David Burns

Article

The Material-Media Histories of Maralinga

Maralinga Test Site

This thesis proposes that the British nuclear weapons test site at Maralinga, South Australia is a reluctant and traumatic archive comprised of both material and mediaThe material archive is the physical evidence of the tests and is mostly inaccessible, interred in radioactive burial trenches. The media archive is dispersed in national archives, social media accounts, internet websites, museums, and personal collections. Combined, the two archives constitute the Material-Media Histories of Maralinga. It is an archive of the recent nuclear past and the radioactive deep future; an archive of secrecy and betrayal, of disrupted songlines and broken futures.

The thesis begins with the 2014 ceremonial hand back of the land that includes Maralinga test site to the Maralinga Tjarutja people. The status of the (re)mediated land is questioned along with the intentions of the Australian government and Australian Defence Force in the timing and process of the return.

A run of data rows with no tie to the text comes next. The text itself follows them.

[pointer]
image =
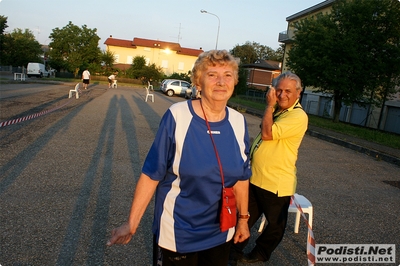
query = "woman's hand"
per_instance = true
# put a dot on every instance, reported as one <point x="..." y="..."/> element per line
<point x="121" y="235"/>
<point x="242" y="231"/>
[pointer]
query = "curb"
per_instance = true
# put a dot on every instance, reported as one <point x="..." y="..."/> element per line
<point x="370" y="152"/>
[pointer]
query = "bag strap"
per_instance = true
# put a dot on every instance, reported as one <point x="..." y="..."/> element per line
<point x="215" y="147"/>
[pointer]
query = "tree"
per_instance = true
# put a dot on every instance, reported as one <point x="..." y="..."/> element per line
<point x="250" y="52"/>
<point x="73" y="48"/>
<point x="20" y="48"/>
<point x="350" y="52"/>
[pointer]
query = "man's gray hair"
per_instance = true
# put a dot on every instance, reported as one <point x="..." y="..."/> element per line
<point x="288" y="75"/>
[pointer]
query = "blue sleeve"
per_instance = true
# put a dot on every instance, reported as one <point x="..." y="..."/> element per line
<point x="160" y="155"/>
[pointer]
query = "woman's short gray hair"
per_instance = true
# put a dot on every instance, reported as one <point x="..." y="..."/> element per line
<point x="212" y="58"/>
<point x="288" y="75"/>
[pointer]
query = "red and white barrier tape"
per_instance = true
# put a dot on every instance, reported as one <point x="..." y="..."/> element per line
<point x="310" y="237"/>
<point x="28" y="117"/>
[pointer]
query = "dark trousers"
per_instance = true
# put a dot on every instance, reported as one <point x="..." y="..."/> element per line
<point x="275" y="210"/>
<point x="216" y="256"/>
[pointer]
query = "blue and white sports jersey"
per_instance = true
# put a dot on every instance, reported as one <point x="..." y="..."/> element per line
<point x="183" y="160"/>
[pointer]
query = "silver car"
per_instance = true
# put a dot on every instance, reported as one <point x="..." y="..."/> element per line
<point x="175" y="86"/>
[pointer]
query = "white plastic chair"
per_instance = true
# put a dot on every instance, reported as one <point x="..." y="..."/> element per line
<point x="305" y="205"/>
<point x="148" y="94"/>
<point x="114" y="84"/>
<point x="76" y="90"/>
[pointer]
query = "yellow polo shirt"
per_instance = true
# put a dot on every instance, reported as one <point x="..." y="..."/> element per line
<point x="273" y="164"/>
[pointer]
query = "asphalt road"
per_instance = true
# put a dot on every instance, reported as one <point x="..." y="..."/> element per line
<point x="67" y="178"/>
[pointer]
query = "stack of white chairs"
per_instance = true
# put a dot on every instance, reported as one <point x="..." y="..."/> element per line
<point x="76" y="90"/>
<point x="148" y="94"/>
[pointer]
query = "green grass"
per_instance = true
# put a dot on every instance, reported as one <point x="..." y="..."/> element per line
<point x="369" y="134"/>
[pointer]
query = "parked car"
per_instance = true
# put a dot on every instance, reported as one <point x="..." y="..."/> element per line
<point x="192" y="93"/>
<point x="175" y="86"/>
<point x="37" y="69"/>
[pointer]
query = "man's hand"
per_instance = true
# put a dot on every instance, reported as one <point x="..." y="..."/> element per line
<point x="271" y="97"/>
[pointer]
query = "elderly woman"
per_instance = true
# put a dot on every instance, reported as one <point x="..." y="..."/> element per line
<point x="188" y="199"/>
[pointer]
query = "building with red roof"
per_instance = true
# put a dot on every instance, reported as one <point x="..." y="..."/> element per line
<point x="170" y="56"/>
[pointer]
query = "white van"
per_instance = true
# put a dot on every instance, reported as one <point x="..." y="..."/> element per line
<point x="37" y="70"/>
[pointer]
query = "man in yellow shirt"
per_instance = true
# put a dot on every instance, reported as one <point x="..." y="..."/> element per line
<point x="273" y="163"/>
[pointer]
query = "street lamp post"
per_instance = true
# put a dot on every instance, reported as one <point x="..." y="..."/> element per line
<point x="203" y="11"/>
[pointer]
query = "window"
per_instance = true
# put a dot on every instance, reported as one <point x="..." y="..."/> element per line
<point x="129" y="59"/>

The first chapter examines the colonial declarations of terra nullius that rendered Aboriginal people, customs, agriculture, architecture, and economies invisible, thereby creating the juridical conditions for the future establishment of the base. The second chapter focuses on the issues of visibility as they relate to Maralinga as a nuclear weapons test site. The chapter begins with a detailed examination of Tufi, an unused test site within Maralinga that has the potential to be the most persistent – and misleading – remnant of Maralinga. The final chapter traces the land as a political medium from the first moments of nuclear colonisation at Maralinga to a selected history of Aboriginal acts of resistance. The chapter concludes with a conceptualisation of the term remediation as it pertains to the history and future of Maralinga beyond the simple definition of land rejuvenation. The practical component of this thesis is also concerned with remediation, combining new photography and moving image work with an extensive curated collection of found media, including photography, video, ephemera, court documents, parliamentary proceedings, and objects.